CBHFA will not solve all problems. “There are obvious limits as to what volunteers can and cannot do. They are, however, part of something bigger. CBHFA is the base to build on,” Grace Lo says. One key element of CBHFA is to honour local preferences. Even with a common goal like, say addressing food security issues, local specificities will create different solutions.

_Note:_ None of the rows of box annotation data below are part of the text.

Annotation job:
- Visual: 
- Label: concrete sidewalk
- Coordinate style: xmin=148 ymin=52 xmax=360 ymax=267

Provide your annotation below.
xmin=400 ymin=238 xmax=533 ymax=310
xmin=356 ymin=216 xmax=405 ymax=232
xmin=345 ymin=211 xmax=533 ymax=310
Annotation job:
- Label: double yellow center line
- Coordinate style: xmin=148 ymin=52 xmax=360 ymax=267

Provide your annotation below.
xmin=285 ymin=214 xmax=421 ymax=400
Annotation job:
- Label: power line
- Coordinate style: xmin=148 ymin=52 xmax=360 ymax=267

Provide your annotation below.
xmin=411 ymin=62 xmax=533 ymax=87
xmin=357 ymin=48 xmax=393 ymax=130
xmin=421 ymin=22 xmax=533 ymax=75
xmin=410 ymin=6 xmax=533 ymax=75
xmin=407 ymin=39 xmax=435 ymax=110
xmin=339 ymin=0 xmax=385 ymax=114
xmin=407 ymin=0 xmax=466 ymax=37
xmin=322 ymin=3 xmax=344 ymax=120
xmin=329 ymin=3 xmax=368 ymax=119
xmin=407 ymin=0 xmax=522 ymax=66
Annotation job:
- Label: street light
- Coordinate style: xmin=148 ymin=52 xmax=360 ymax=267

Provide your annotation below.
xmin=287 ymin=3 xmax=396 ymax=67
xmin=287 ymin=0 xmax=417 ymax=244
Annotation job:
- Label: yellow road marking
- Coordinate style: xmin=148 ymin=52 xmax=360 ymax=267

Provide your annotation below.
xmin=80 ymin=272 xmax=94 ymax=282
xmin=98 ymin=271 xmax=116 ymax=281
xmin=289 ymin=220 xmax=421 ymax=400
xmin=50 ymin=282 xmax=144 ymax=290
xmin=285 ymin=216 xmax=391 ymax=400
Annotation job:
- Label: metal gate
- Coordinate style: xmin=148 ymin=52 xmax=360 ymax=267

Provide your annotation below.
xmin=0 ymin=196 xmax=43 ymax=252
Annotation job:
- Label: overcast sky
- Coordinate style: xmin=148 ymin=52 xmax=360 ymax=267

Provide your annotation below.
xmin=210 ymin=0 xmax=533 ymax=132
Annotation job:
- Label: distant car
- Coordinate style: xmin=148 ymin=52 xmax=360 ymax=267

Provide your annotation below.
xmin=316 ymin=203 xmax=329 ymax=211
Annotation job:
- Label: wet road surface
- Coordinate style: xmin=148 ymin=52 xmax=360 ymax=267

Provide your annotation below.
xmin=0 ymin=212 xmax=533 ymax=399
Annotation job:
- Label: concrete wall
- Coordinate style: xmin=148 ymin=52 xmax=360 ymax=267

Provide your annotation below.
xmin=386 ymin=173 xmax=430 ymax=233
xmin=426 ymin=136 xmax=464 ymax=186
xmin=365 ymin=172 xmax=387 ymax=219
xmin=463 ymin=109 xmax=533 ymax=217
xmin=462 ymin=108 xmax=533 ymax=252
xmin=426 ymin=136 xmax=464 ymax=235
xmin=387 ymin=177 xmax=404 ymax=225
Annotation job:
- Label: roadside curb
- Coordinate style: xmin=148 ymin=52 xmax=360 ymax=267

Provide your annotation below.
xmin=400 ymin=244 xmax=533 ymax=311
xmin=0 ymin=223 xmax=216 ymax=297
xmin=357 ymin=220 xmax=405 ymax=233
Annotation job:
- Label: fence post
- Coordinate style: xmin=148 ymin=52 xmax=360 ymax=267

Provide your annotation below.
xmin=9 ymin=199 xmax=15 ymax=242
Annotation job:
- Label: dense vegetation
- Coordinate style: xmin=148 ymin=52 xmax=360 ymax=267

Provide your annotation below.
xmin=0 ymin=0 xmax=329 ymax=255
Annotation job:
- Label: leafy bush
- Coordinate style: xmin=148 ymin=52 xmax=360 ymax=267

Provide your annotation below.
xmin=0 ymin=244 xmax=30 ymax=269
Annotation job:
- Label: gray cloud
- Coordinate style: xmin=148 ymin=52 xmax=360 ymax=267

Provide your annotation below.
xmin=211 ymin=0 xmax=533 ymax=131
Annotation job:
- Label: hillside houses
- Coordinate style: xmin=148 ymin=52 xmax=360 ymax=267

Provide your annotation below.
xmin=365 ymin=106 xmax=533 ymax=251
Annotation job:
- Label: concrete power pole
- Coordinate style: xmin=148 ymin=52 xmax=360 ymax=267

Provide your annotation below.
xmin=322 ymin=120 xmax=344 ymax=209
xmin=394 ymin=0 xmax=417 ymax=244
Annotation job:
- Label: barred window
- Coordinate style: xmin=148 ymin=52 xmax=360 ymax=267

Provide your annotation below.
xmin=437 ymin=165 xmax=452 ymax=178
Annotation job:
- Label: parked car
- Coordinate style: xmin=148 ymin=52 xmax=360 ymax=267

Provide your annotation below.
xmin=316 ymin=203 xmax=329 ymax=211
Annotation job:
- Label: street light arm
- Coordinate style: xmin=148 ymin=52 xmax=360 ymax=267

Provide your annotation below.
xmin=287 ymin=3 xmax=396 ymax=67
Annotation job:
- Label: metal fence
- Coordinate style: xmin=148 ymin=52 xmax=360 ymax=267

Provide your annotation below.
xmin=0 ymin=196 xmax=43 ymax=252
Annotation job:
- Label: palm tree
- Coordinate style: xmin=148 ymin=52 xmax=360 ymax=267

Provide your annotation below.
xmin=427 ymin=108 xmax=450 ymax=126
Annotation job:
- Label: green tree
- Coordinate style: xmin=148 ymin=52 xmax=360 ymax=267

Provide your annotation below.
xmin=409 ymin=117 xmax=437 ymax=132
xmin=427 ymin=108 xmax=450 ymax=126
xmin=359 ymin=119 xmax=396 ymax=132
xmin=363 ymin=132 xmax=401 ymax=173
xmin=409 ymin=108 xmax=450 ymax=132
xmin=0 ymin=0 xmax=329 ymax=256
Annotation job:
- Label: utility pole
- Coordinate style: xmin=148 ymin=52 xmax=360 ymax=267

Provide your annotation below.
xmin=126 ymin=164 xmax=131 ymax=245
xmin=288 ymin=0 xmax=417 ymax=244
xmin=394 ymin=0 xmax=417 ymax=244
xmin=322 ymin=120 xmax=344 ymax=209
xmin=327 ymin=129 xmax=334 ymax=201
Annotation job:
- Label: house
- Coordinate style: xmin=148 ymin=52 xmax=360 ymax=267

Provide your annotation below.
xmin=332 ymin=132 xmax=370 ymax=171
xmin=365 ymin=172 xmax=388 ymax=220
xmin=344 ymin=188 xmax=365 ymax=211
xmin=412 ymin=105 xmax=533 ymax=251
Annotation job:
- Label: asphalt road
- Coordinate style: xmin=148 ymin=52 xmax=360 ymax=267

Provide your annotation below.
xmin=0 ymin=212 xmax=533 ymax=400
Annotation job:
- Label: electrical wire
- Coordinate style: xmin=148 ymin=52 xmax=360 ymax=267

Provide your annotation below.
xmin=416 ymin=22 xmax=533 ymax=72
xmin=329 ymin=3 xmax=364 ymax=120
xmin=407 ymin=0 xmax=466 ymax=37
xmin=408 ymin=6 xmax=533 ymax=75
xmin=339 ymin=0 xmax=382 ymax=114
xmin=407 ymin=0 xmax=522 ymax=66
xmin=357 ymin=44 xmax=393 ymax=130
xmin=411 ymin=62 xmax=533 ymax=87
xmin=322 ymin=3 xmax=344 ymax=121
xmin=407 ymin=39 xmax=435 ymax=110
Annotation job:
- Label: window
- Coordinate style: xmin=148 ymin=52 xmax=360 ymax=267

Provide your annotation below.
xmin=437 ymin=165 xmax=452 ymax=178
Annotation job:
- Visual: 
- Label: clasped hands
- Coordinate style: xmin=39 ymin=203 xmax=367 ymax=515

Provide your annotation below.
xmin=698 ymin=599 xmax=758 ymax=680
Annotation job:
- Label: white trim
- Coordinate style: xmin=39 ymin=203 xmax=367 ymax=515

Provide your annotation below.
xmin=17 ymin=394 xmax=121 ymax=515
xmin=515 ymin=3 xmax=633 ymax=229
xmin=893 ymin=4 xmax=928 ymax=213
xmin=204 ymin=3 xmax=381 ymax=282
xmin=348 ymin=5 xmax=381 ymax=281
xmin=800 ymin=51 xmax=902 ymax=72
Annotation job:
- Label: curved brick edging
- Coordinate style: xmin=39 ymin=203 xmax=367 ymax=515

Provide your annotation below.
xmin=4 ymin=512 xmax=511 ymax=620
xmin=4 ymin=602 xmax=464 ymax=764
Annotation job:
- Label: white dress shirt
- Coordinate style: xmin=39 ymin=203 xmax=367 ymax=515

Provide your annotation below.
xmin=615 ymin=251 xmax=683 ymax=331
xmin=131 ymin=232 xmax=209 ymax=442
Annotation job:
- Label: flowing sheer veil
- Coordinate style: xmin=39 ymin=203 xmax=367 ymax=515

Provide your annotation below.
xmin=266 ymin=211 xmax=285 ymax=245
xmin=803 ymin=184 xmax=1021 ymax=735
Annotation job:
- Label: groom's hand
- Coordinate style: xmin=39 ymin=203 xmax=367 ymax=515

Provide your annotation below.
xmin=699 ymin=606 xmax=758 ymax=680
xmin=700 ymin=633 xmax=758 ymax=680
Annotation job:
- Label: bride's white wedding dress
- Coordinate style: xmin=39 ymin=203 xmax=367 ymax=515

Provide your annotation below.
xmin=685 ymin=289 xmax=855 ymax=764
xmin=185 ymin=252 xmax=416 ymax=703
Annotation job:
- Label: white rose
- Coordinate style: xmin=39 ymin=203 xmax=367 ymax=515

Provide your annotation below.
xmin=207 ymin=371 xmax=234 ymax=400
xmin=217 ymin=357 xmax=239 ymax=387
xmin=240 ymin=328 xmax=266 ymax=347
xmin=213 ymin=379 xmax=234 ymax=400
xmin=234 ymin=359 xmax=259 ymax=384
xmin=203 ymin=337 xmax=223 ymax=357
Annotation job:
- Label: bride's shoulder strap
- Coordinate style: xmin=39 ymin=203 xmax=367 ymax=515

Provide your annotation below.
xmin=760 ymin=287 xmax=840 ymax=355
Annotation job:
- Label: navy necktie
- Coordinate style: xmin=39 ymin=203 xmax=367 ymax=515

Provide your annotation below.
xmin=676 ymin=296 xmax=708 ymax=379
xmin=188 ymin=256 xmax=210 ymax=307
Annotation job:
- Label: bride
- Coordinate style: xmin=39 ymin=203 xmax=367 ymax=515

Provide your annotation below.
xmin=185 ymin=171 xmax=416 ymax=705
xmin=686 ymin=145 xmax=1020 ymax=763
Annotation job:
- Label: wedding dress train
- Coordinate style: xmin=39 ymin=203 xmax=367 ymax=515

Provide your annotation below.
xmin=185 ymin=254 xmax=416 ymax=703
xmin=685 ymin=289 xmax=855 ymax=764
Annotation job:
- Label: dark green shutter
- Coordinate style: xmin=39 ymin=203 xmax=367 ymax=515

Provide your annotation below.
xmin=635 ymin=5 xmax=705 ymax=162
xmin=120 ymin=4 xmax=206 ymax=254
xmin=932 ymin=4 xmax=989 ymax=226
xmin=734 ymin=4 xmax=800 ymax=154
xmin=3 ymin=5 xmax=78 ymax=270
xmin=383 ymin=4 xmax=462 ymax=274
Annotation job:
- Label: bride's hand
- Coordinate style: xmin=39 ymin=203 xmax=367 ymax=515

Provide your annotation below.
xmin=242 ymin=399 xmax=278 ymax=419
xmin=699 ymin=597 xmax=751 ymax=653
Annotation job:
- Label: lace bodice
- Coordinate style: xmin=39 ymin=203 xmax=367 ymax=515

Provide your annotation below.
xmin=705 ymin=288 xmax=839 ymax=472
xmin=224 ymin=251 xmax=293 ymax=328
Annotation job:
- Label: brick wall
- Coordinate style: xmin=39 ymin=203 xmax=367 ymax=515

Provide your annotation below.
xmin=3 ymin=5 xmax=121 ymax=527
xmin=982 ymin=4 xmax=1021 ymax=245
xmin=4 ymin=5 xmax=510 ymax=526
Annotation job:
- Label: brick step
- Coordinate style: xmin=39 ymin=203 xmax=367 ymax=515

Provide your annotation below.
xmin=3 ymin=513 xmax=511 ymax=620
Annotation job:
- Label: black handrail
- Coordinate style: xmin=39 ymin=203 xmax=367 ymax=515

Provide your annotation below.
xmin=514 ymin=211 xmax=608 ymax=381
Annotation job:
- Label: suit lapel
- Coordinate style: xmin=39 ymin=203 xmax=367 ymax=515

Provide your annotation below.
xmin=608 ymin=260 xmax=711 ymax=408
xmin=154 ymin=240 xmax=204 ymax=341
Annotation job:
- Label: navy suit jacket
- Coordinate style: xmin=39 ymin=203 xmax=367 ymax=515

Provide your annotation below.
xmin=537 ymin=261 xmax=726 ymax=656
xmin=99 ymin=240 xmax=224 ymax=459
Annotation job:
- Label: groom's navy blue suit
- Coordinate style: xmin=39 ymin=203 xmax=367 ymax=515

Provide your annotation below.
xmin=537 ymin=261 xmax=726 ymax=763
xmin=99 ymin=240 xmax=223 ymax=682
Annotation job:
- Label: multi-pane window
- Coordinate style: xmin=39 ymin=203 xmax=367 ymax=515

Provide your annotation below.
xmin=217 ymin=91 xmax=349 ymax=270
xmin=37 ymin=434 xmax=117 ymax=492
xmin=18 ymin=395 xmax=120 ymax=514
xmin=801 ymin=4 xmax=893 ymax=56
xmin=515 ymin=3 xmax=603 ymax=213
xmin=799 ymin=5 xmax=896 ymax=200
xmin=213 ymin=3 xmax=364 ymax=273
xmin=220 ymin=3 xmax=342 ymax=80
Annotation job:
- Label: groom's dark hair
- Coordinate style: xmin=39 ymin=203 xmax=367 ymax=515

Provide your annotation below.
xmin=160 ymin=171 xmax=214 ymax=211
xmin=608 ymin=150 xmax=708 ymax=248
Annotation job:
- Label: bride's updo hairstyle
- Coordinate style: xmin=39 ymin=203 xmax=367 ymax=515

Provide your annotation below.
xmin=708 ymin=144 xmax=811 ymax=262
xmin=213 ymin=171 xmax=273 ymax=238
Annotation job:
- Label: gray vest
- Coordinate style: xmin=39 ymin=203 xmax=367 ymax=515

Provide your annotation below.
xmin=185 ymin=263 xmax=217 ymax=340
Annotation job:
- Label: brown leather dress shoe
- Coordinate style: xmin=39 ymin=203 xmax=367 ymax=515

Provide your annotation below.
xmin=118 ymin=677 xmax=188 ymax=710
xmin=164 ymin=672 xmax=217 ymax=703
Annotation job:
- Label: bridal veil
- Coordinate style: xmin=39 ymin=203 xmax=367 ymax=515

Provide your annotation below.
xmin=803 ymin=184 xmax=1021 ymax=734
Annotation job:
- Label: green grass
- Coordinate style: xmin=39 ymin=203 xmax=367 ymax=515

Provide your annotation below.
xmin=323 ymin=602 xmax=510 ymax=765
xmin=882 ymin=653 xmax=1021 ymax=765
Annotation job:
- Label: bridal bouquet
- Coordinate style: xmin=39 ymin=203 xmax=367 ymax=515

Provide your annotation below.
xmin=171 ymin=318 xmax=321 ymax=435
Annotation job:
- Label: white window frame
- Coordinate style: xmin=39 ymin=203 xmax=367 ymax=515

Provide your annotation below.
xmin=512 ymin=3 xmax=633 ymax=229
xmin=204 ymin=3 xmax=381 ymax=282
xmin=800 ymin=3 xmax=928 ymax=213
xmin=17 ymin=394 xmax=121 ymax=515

“Volunteers have always been ready for this. It is now up to the management and governance of National Societies to show their commitment through empowering their branches, volunteers and the base of all Red Cross Red Crescent work: communities,” says Theresia Lyshöj-Landiech, Swedish Red Cross Desk Officer with field work experience dating as far back as 1991.
“CBHFA fits completely within the core of the Strategy 2020 of the Federation. If one asks how to achieve the three strategic goals of 2020, the answer as much as the work itself have got to start with work within communities. The first enabling action listed in 2020 is building strong National Red Cross and Red Crescent Societies. This can only be achieved through fostering and maintaining a strong base at the community level,” Theresia states.
“If used wisely, CBHFA has the potential of producing unchallenged cumulative evidence that, as a Movement, we can really make a difference. This is a powerful mechanism to achieve goals, to develop a stronger Red Cross Red Crescent,” says Mary Thompson, Health Advisor with the Canadian Red Cross.
Already, more than 300 participants from over 80 National Societies have been trained at CBHFA Master Facilitator workshops. More than 30 Master Facilitators have helped run further workshops in the regions.
“More than 35 National Societies’ input and reflections over the past four years forms the base of CBHFA. The Finnish and Swedish Red Cross Societies must specifically be credited as initiators and developers of the approach. The Norwegian and the American Red Cross also merit special attention. Without this support we would not be as far as we are today,” Grace Lo smiles.
By Pekka Reinikainen
CBHFA at work
Austrian Red Cross already has an ongoing CBHFA programme in Mozambique. A new community programme started in February in Laos and will go on for three years.
“Instead of something coming from Brussels, the Laos project was a local call from the EU presence in Vientiane. Culturally, in terms of empowerment of communities, Laos is a very challenging place. The Austrian Red Cross have been there since 1997 and know that it is going to take a very, very long time to get communities to take complete ownership and lead. Therefore, long-term support from the EU is crucial.”